“Now that Separateness is Unassailable” Public Dance Performance
Date and Time
Apr 28, 2019 6:00 pm
Location
Brookland
Apr 28, 2019 6:00 pm
Brookland
“Now that Separateness is Unassailable” is a 30 minute multimedia dance theatre performance that deconstructs the borders that separate loved ones. In their desperate longing to breach the cultural and geographic separations that divide them, two women from opposite ends of the globe, melt and bend time with the warmth of love they share, in the process shifting the duration of their days apart. Their homesickness for one another drags the duration of simple tasks such as eating an orange or applying lipstick. Meanwhile, reaching for one another accelerates an eternal journey across the globe. The two women appear live on stage and, at times, one of them is seen only on screen, enhancing their absence. Then, the two women transcend the screen and springing to life on the stage. The two performers attempt but fail to connect, until the end when they reunite in a playful, wistful dance. Their persistence earns them passage to one another, and the piece finds them reunited, drinking each other in, as if for sheer survival of their parched hearts. Ultimately, love survives the borders.

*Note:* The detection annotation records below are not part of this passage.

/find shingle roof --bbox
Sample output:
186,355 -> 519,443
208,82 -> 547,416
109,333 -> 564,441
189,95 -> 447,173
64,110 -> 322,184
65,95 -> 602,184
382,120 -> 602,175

“Now that Separateness is Unassailable” was born of the collaboration between dancer/scholar Rosalie Purvis and dancer/scholar Dr. Debaroti Chakraborty and members of the Kolkata based performing arts Collective Chaepani. Ms, Purvis has collaborated with Chaepani on several projects including “Root Map,” which they performed with local artists on multiple international borders on a play that crosses politically imposed obstacles. Their present work negotiates cultural difference and translation between the company’s respective urban surroundings of New York and Kolkata. The performers share both intimate emotions as well as daily routines revealing fundamentally different Eastern and Western attitudes about attachment, artifacts, and rituals of consumption. The artists explore the intimacy of intercultural relationship through dance, video and a layered audioscore that includes texts from Indian and Latin American literature, excerpts from Esther Perel’s podcast about relationships, music from Sweden, France, Brazil and India, incorporated and manipulated into an original sound collage designed by James David Jacobs. Singer Somdutta Roi provides a haunting vocal score as she and her singing weave around and through the space, at times dividing, at times inspiring and then finally connecting the two women on stage.
The pieces has been performed in India in several venues in Kolkata. It has also been shown in India at Samsi College in Malda which is right near the Bangladesh border. In the U.S. the piece has been shown in Ithaca (NY), Philadelphia, New York City and Portland (OR).